Dirty Tricks in Warsaw




The last five years of velvet revolutions in postcommunist Europe have proven that the political and economic processes in one country in transition can have powerful repercussions in neighboring ones. Yet none of these countries will learn from the mistakes of others.


A political and economic bellwether, Poland is currently in the throes of a leadership crisis. Political and financial scandals are hardly news in Eastern Europe. But the forced resignation of Prime Minister Josef Oleksy -- over allegations that he spied for Moscow -- is the first such scandal to be publicly linked to the former patron state, Russia, and to Russian intelligence no less.


This fact and the scale of the scandal in Poland -- a comparatively stable state politically, gathering speed economically and unencumbered by a Chechnya -- prompts one to certain conclusions concerning Russian foreign policy, Russian-Polish relations and Russia's internal political struggles.


Coverage of the Oleksy affair in the Russian media has been exceedingly one-sided.
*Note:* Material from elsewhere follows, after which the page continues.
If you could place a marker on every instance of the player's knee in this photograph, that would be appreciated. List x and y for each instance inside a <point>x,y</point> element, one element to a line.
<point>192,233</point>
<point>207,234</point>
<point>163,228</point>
So far, only television journalist Yevgeny Kiselyov on his weekly news analysis "Itogi" has tied the scandal to the proposed enlargement of NATO: Moscow may have wanted to discredit the Polish leadership (the former prime minister is usually mentioned in tandem with the president, former Communist Aleksander Kwasniewski) in order to undermine Poland's chances of joining NATO.


Russians realize that Poland's left wing will do all it can to promote possible membership in NATO since this would be an undeniable feather in its cap at home and abroad -- which is why Russian intelligence has been charged with the task of compromising the Polish left. Even before winning last year's presidential election, Kwasniewski made it clear that joining NATO would be one of his administration's top priorities.


Although Oleksy has yet to be formally charged, Russian intelligence is already perceived as a prime witness in the case. Asked if the KGB was to blame in the Oleksy affair, former Polish Interior Minister A. Macherevic said: No, the KGB was not to blame because there is no KGB anymore. There are several services whose actions and interests do not always coincide.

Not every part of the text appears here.